U.S. Uninsurance Rate Jumps 13% in 2 Years
The number of people officially recognized as having no healthcare insurance coverage in the United States has jumped from 46 million in 2007 to 52 million in 2009. The Center for American Progress reported in May that the rate of uninsurance was up substantially in all 50 states. The rate of increase, based on research from the North Carolina Institute of Medicine, means the rate at which uninsurance is increasing in the US is without precedent.
Acceleration in the rate of total uninsurance (having zero coverage, either private or public) may be attributable to the recession, which began in December of 2007. Having entered recession, according to official determinations, in December 2007, the US economy may have started seeing fallout from underlying flaws in the economic landscape earlier that year, possibly by summer. The escalating costs of health insurance, at rates of growth which economists now believe are unsustainable, likely pushed people off employer-paid care.
California and Nevada now have 23% of their populations with zero health insurance coverage. Florida has 25%, and Texas 28%. There are 6.24 million people in Texas with no health insurance coverage, 7.7 million in California. There are 129 nations in the world whose entire population is smaller than the number of Californians with no access to healthcare. Even the much smaller New Jersey, with 17% of its population uninsured, has more people without health insurance —1.33 million— than 71 nations have total inhabitants.
As reported by the Center for American Progress [PDF]:
It’s important to point out that the national average increase obscures the unprecedented increase that some states have seen over the last two years, including a 22-percent increase in North Carolina, and Indiana, and a 21-percent increase in Nevada. Approximately 890,000 more people are uninsured in California, 551,000 more people are uninsured in Texas, and 506,000 more people are uninsured in Florida than in 2007.

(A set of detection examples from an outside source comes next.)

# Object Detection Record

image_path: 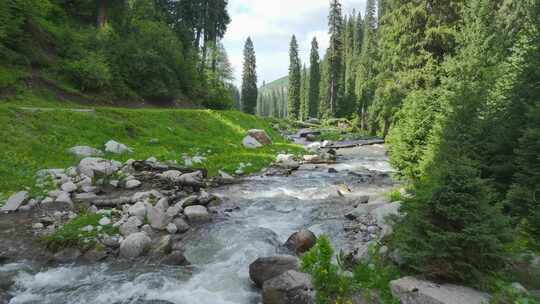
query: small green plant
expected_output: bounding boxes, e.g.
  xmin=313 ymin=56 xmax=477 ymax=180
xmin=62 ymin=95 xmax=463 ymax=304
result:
xmin=44 ymin=214 xmax=118 ymax=251
xmin=302 ymin=236 xmax=353 ymax=304
xmin=387 ymin=189 xmax=403 ymax=202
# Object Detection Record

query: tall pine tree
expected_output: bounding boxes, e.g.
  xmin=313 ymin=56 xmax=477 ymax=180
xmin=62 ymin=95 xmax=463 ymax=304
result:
xmin=321 ymin=0 xmax=343 ymax=117
xmin=242 ymin=37 xmax=258 ymax=114
xmin=299 ymin=65 xmax=309 ymax=121
xmin=308 ymin=37 xmax=321 ymax=117
xmin=288 ymin=35 xmax=302 ymax=119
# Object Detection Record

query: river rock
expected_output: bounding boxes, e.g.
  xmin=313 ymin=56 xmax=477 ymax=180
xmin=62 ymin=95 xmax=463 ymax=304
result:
xmin=160 ymin=250 xmax=189 ymax=266
xmin=120 ymin=232 xmax=152 ymax=259
xmin=177 ymin=195 xmax=199 ymax=209
xmin=173 ymin=217 xmax=191 ymax=233
xmin=242 ymin=135 xmax=263 ymax=149
xmin=161 ymin=170 xmax=182 ymax=183
xmin=55 ymin=192 xmax=73 ymax=207
xmin=371 ymin=202 xmax=401 ymax=238
xmin=184 ymin=205 xmax=210 ymax=223
xmin=128 ymin=202 xmax=146 ymax=221
xmin=0 ymin=191 xmax=29 ymax=212
xmin=276 ymin=154 xmax=300 ymax=170
xmin=126 ymin=179 xmax=142 ymax=190
xmin=177 ymin=171 xmax=204 ymax=187
xmin=390 ymin=277 xmax=490 ymax=304
xmin=285 ymin=229 xmax=317 ymax=254
xmin=146 ymin=205 xmax=171 ymax=230
xmin=166 ymin=223 xmax=178 ymax=234
xmin=68 ymin=146 xmax=103 ymax=158
xmin=249 ymin=255 xmax=299 ymax=288
xmin=60 ymin=182 xmax=77 ymax=193
xmin=247 ymin=129 xmax=272 ymax=146
xmin=263 ymin=270 xmax=315 ymax=304
xmin=119 ymin=216 xmax=143 ymax=237
xmin=77 ymin=157 xmax=118 ymax=178
xmin=53 ymin=248 xmax=82 ymax=263
xmin=105 ymin=140 xmax=133 ymax=154
xmin=101 ymin=235 xmax=120 ymax=249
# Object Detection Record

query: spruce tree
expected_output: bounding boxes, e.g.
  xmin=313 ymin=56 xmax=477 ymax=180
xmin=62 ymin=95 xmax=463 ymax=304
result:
xmin=355 ymin=0 xmax=377 ymax=130
xmin=242 ymin=37 xmax=258 ymax=114
xmin=395 ymin=0 xmax=511 ymax=282
xmin=299 ymin=65 xmax=309 ymax=121
xmin=308 ymin=37 xmax=321 ymax=117
xmin=287 ymin=35 xmax=302 ymax=119
xmin=323 ymin=0 xmax=343 ymax=117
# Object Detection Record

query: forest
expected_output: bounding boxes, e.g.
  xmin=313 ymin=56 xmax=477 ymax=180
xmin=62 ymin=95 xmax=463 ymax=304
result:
xmin=0 ymin=0 xmax=540 ymax=304
xmin=0 ymin=0 xmax=238 ymax=109
xmin=252 ymin=0 xmax=540 ymax=296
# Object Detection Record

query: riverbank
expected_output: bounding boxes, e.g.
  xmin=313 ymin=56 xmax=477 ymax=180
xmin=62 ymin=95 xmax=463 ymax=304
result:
xmin=0 ymin=106 xmax=300 ymax=197
xmin=2 ymin=136 xmax=392 ymax=304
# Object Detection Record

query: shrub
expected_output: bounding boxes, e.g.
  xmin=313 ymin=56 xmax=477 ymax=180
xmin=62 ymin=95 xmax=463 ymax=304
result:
xmin=302 ymin=236 xmax=352 ymax=303
xmin=64 ymin=52 xmax=111 ymax=91
xmin=44 ymin=214 xmax=118 ymax=251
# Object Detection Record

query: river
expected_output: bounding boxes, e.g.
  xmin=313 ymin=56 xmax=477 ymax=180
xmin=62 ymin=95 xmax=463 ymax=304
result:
xmin=0 ymin=145 xmax=392 ymax=304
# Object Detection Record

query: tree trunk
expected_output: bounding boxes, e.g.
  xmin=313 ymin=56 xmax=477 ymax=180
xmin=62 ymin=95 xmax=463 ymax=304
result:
xmin=97 ymin=0 xmax=108 ymax=28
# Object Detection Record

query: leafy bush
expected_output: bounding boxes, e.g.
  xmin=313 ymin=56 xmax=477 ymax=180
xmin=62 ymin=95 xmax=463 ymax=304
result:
xmin=64 ymin=52 xmax=112 ymax=91
xmin=302 ymin=236 xmax=352 ymax=303
xmin=302 ymin=236 xmax=399 ymax=304
xmin=44 ymin=214 xmax=118 ymax=251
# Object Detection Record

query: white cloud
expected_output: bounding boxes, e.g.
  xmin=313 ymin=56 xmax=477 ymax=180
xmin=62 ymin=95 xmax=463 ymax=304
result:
xmin=223 ymin=0 xmax=366 ymax=84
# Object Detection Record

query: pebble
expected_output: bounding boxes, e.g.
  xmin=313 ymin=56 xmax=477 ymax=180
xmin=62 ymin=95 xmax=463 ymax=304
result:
xmin=32 ymin=223 xmax=45 ymax=229
xmin=98 ymin=217 xmax=111 ymax=226
xmin=81 ymin=225 xmax=94 ymax=232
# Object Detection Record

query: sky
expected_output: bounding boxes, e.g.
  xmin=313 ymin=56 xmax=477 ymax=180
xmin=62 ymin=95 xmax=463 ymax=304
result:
xmin=222 ymin=0 xmax=366 ymax=87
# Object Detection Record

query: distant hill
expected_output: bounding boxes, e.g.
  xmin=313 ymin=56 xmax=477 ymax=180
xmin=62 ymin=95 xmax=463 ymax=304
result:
xmin=259 ymin=76 xmax=289 ymax=94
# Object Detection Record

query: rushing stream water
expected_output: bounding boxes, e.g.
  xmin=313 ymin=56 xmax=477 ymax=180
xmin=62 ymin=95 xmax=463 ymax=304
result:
xmin=0 ymin=146 xmax=391 ymax=304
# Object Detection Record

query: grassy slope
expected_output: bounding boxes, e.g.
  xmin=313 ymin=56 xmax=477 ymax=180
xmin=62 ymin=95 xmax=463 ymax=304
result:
xmin=0 ymin=104 xmax=300 ymax=195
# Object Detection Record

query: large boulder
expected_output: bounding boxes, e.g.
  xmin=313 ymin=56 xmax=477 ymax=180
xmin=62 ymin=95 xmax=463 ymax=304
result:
xmin=390 ymin=277 xmax=490 ymax=304
xmin=77 ymin=157 xmax=118 ymax=178
xmin=285 ymin=229 xmax=317 ymax=254
xmin=146 ymin=205 xmax=171 ymax=230
xmin=371 ymin=202 xmax=401 ymax=237
xmin=120 ymin=232 xmax=152 ymax=259
xmin=247 ymin=129 xmax=272 ymax=146
xmin=119 ymin=216 xmax=143 ymax=237
xmin=105 ymin=140 xmax=133 ymax=154
xmin=177 ymin=171 xmax=204 ymax=187
xmin=276 ymin=154 xmax=300 ymax=170
xmin=249 ymin=255 xmax=299 ymax=288
xmin=263 ymin=270 xmax=315 ymax=304
xmin=242 ymin=135 xmax=263 ymax=149
xmin=184 ymin=205 xmax=210 ymax=223
xmin=68 ymin=146 xmax=103 ymax=158
xmin=0 ymin=191 xmax=29 ymax=212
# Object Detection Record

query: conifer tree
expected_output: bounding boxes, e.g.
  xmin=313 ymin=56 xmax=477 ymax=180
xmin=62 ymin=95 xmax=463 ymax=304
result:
xmin=323 ymin=0 xmax=343 ymax=117
xmin=242 ymin=37 xmax=258 ymax=114
xmin=356 ymin=0 xmax=377 ymax=130
xmin=287 ymin=35 xmax=302 ymax=119
xmin=299 ymin=65 xmax=309 ymax=121
xmin=308 ymin=37 xmax=321 ymax=117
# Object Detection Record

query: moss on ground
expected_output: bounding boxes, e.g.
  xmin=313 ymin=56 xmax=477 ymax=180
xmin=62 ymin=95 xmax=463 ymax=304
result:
xmin=0 ymin=105 xmax=302 ymax=194
xmin=43 ymin=214 xmax=118 ymax=251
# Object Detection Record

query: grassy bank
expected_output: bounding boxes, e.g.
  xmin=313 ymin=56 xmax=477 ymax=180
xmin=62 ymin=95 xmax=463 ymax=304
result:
xmin=0 ymin=105 xmax=300 ymax=195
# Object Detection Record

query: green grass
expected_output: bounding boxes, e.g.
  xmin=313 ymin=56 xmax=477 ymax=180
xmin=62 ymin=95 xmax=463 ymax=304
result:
xmin=43 ymin=214 xmax=118 ymax=251
xmin=0 ymin=105 xmax=302 ymax=194
xmin=0 ymin=66 xmax=27 ymax=89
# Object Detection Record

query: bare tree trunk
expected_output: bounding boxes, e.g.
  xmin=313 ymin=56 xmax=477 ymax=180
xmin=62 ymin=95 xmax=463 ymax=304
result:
xmin=97 ymin=0 xmax=108 ymax=28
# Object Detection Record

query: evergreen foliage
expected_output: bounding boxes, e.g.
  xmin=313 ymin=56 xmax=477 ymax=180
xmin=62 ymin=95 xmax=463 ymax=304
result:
xmin=242 ymin=37 xmax=258 ymax=114
xmin=308 ymin=37 xmax=321 ymax=117
xmin=0 ymin=0 xmax=236 ymax=108
xmin=287 ymin=35 xmax=302 ymax=120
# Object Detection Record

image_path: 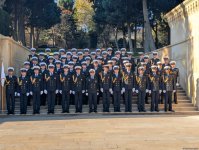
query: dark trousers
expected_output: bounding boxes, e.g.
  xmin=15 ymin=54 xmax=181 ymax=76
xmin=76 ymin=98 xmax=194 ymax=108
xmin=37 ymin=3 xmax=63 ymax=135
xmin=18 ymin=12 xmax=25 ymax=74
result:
xmin=164 ymin=91 xmax=173 ymax=111
xmin=33 ymin=91 xmax=41 ymax=114
xmin=41 ymin=93 xmax=47 ymax=106
xmin=6 ymin=93 xmax=15 ymax=114
xmin=138 ymin=90 xmax=146 ymax=111
xmin=62 ymin=91 xmax=70 ymax=112
xmin=151 ymin=91 xmax=160 ymax=111
xmin=113 ymin=91 xmax=121 ymax=112
xmin=75 ymin=91 xmax=82 ymax=112
xmin=56 ymin=93 xmax=62 ymax=105
xmin=47 ymin=91 xmax=56 ymax=113
xmin=102 ymin=90 xmax=110 ymax=112
xmin=124 ymin=89 xmax=132 ymax=112
xmin=88 ymin=92 xmax=97 ymax=111
xmin=20 ymin=93 xmax=28 ymax=114
xmin=174 ymin=91 xmax=178 ymax=103
xmin=159 ymin=92 xmax=164 ymax=104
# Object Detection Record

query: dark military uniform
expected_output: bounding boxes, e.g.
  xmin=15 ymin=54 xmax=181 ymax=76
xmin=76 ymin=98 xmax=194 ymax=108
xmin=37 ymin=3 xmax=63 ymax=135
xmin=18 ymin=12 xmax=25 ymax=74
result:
xmin=18 ymin=76 xmax=30 ymax=114
xmin=86 ymin=76 xmax=99 ymax=112
xmin=112 ymin=73 xmax=122 ymax=112
xmin=100 ymin=72 xmax=112 ymax=112
xmin=163 ymin=74 xmax=176 ymax=111
xmin=136 ymin=75 xmax=149 ymax=111
xmin=44 ymin=72 xmax=59 ymax=113
xmin=60 ymin=73 xmax=72 ymax=113
xmin=5 ymin=76 xmax=17 ymax=114
xmin=149 ymin=74 xmax=162 ymax=111
xmin=40 ymin=69 xmax=48 ymax=106
xmin=171 ymin=68 xmax=179 ymax=104
xmin=123 ymin=71 xmax=134 ymax=112
xmin=72 ymin=74 xmax=85 ymax=113
xmin=30 ymin=74 xmax=44 ymax=114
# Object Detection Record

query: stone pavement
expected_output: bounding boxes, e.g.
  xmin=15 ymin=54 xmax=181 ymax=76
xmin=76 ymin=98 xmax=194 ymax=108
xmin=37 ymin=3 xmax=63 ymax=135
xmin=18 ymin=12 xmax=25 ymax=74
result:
xmin=0 ymin=114 xmax=199 ymax=150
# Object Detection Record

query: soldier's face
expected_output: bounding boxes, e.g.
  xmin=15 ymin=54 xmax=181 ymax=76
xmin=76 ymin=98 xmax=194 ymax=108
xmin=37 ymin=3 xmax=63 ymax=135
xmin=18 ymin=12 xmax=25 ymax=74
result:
xmin=139 ymin=69 xmax=144 ymax=74
xmin=41 ymin=66 xmax=46 ymax=70
xmin=34 ymin=69 xmax=39 ymax=74
xmin=64 ymin=68 xmax=68 ymax=72
xmin=49 ymin=68 xmax=54 ymax=72
xmin=114 ymin=69 xmax=119 ymax=74
xmin=21 ymin=72 xmax=26 ymax=76
xmin=24 ymin=65 xmax=30 ymax=69
xmin=76 ymin=69 xmax=81 ymax=74
xmin=8 ymin=71 xmax=14 ymax=76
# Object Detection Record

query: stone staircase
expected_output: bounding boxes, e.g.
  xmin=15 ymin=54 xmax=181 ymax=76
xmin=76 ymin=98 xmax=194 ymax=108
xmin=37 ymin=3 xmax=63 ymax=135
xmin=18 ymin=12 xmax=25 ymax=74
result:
xmin=7 ymin=87 xmax=199 ymax=115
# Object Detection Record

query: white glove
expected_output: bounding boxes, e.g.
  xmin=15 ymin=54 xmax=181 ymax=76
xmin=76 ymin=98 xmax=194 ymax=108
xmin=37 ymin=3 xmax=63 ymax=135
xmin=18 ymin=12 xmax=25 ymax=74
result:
xmin=55 ymin=90 xmax=59 ymax=94
xmin=149 ymin=90 xmax=151 ymax=94
xmin=109 ymin=89 xmax=113 ymax=94
xmin=122 ymin=88 xmax=125 ymax=93
xmin=44 ymin=90 xmax=48 ymax=94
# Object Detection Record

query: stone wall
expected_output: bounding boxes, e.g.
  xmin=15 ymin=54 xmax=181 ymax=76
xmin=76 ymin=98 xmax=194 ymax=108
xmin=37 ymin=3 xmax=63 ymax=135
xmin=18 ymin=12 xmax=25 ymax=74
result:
xmin=159 ymin=0 xmax=199 ymax=108
xmin=0 ymin=35 xmax=30 ymax=110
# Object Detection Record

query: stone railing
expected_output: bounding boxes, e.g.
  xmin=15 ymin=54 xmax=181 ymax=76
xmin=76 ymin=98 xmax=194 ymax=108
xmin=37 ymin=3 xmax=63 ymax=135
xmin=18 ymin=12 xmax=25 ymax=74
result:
xmin=0 ymin=35 xmax=30 ymax=110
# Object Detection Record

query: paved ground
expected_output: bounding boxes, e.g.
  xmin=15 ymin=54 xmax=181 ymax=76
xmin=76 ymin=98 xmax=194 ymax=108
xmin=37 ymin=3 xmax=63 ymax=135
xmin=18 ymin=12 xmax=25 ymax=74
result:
xmin=0 ymin=115 xmax=199 ymax=150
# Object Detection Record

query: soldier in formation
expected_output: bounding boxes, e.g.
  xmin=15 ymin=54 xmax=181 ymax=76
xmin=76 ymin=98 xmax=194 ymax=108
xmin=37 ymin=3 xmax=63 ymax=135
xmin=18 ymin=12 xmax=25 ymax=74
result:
xmin=5 ymin=48 xmax=179 ymax=114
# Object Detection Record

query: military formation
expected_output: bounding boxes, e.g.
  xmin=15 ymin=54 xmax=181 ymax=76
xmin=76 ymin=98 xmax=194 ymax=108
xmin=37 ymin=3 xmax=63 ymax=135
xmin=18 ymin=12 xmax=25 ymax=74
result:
xmin=5 ymin=48 xmax=179 ymax=114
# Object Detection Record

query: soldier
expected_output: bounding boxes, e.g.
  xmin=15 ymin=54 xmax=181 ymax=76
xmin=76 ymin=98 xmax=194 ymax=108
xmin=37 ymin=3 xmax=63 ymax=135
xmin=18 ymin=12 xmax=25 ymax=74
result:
xmin=5 ymin=67 xmax=17 ymax=115
xmin=170 ymin=61 xmax=179 ymax=104
xmin=17 ymin=68 xmax=30 ymax=114
xmin=149 ymin=65 xmax=162 ymax=112
xmin=86 ymin=69 xmax=99 ymax=113
xmin=112 ymin=66 xmax=123 ymax=112
xmin=40 ymin=62 xmax=48 ymax=106
xmin=120 ymin=48 xmax=127 ymax=57
xmin=72 ymin=66 xmax=85 ymax=113
xmin=163 ymin=66 xmax=176 ymax=112
xmin=27 ymin=48 xmax=38 ymax=61
xmin=100 ymin=65 xmax=113 ymax=112
xmin=135 ymin=66 xmax=149 ymax=112
xmin=60 ymin=65 xmax=72 ymax=113
xmin=44 ymin=64 xmax=59 ymax=114
xmin=157 ymin=61 xmax=164 ymax=104
xmin=122 ymin=63 xmax=135 ymax=112
xmin=151 ymin=52 xmax=160 ymax=65
xmin=30 ymin=66 xmax=44 ymax=114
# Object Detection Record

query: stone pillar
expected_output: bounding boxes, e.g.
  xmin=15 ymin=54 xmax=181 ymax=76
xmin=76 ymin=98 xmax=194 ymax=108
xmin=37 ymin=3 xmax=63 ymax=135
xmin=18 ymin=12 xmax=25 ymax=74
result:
xmin=0 ymin=35 xmax=30 ymax=112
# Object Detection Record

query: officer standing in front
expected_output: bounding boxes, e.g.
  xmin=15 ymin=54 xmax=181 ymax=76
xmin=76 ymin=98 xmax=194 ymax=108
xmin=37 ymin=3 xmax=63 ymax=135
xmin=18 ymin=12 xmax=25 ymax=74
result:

The figures mean the existing health insurance system is failing at rates that are crisis-level and accelerating. Some blame insurance company executive policies that have shifted the way of deriving insurance profits from the insurance business itself to parallel investments and even financial derivatives. Others say insurers have too long sold policies they were not able to fulfill with established premium intake, a strategy that pushed up sales, but eventually also drove up premiums to untenable highs.
The jump in uninsured Americans now means added budgetary pressure on states, which report a significant increase in the number of people seeking Medicaid reimbursement, due to their inability to qualify for or to pay for private insurance coverage. Massachusetts, specifically, was not included in the overall study, because its version of universalized healthcare coverage exempts the state from some of the particular trends seen in the other 49 states.